Situs Al Imamain Al Hasanain Pusat Kajian Pemikiran dan Budaya Islam

Terbitnya Mentari Hidayah Kesepuluh

1 Pendapat 05.0 / 5

Pada masa di mana batas antara kebenaran dan kebatilan telah samar, dan kebatilan tampil dengan busana kebenaran; pengetahuan maarif murni Islam dari dua sumber yang sangat berharga itu, akan membuat setiap Muslim lebih bersikap bijak dalam menghadapi gerakan pemikiran distorsif dan syubhah. Oleh karena itu, Imam Hadi as dalam doa ziarah “Jami’ah Kabiroh” menilai para imam sebagai tambang rahmat, para pemilik khazanah ilmu pengetahuan, pemimpin dalam hidayah dan lentera terang dalam kegelapan.

 

Imam Hadi as lahir pada tahun 212 Hijriah di Madinah, dan setelah syahidnya sang ayah, Imam Jawad as, beliau memegang tanggung jawab kepemimpinan umat Islam.

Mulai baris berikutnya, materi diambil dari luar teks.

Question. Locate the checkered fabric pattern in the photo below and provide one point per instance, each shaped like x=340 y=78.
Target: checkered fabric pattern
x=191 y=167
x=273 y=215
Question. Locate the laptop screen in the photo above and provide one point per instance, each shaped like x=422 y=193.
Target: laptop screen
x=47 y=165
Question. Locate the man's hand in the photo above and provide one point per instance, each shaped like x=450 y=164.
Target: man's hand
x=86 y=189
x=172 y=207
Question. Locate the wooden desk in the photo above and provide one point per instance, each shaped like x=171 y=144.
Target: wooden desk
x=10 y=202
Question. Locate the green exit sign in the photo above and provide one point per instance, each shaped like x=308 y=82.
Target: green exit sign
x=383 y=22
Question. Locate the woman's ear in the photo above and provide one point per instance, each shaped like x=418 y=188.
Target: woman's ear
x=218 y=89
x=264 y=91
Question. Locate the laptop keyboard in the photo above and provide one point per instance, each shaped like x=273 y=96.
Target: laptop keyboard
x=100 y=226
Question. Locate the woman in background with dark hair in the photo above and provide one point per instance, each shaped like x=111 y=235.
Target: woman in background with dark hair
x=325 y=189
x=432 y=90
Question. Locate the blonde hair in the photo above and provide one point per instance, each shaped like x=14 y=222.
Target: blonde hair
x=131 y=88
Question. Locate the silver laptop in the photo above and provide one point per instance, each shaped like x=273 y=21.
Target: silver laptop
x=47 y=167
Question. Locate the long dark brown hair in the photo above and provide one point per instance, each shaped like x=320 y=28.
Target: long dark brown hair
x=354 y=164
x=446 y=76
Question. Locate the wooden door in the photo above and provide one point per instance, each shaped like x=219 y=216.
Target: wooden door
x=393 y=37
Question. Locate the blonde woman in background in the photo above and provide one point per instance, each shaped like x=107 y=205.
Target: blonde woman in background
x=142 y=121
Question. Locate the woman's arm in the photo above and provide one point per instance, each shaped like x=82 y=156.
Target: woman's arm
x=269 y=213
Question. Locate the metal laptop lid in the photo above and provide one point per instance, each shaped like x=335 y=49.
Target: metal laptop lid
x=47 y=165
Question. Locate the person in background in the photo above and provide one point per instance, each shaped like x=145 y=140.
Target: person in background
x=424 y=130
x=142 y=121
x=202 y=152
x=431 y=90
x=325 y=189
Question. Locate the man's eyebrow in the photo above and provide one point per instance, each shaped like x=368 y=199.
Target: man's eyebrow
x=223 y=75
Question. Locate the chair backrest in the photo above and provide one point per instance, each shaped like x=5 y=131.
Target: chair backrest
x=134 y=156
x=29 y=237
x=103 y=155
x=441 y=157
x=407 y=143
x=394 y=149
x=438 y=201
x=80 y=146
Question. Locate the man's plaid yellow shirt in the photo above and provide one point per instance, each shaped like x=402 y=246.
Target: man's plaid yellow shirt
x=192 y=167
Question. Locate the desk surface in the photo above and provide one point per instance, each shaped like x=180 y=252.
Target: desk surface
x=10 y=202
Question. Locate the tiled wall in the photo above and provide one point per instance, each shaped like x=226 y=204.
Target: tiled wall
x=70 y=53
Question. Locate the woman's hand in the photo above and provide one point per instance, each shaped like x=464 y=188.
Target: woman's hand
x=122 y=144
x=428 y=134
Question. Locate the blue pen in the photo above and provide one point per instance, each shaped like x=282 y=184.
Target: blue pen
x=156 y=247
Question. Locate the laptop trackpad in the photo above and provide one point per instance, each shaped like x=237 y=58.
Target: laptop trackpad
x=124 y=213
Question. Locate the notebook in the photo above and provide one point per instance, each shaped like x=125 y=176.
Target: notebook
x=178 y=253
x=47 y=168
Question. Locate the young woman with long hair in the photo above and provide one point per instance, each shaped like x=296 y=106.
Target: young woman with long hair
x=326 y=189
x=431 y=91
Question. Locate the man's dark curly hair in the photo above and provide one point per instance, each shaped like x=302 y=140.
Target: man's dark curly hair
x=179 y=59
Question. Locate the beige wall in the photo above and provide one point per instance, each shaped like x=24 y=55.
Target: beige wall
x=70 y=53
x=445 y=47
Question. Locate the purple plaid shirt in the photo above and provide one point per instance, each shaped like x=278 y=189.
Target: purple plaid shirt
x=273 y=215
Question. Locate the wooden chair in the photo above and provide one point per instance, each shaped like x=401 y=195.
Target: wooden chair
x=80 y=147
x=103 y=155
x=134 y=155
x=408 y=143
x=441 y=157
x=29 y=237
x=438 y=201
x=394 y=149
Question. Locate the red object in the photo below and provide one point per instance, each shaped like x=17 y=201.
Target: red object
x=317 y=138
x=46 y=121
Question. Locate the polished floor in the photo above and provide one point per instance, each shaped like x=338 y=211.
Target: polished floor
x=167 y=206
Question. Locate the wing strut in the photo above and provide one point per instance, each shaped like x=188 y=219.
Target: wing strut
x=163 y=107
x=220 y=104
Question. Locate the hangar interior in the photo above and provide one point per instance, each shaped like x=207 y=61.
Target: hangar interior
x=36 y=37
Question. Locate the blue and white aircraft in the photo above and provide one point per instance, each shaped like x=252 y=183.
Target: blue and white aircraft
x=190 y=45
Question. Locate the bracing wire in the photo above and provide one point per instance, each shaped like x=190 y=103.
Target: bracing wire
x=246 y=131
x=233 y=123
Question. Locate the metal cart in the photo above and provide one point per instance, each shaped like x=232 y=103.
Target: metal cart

Pada era kepemimpinan Imam Hadi as yang berlangsung sekitar 24 tahun, beliau hidup di era kekuasaan enam khalifah dinasti Abbasiah. Dari keseluruhan masa kepemimpinannya, Imam Hadi as tinggal selama 13 tahun di Madinah. Selama itu, beliau memanfaatkan kekacauan kekuasaan dalam rezim Abbasiah untuk memperluas dan menjelaskan ajaran Islam.

 

Para pencari ilmu dari berbagai tempat berdatangan menghadap beliau dan menimba ilmu dari khazanah hikmah dan ilmu Ahlul Bait Nabi ini. Para pecinta Ahlul Bait dari berbagai wilayah termasuk Iran, Irak dan Mesir mengemukakan masalah dan pertanyaan kepada beliau baik secara langsung maupun korespondensi. Ketika itu Imam Hadi as mengutus wakil-wakil beliau ke berbagai tempat dan mereka menjadi jembatan hubungan dengan sang Imam dalam masalah-masalah syariat, ekonomi dan sosial.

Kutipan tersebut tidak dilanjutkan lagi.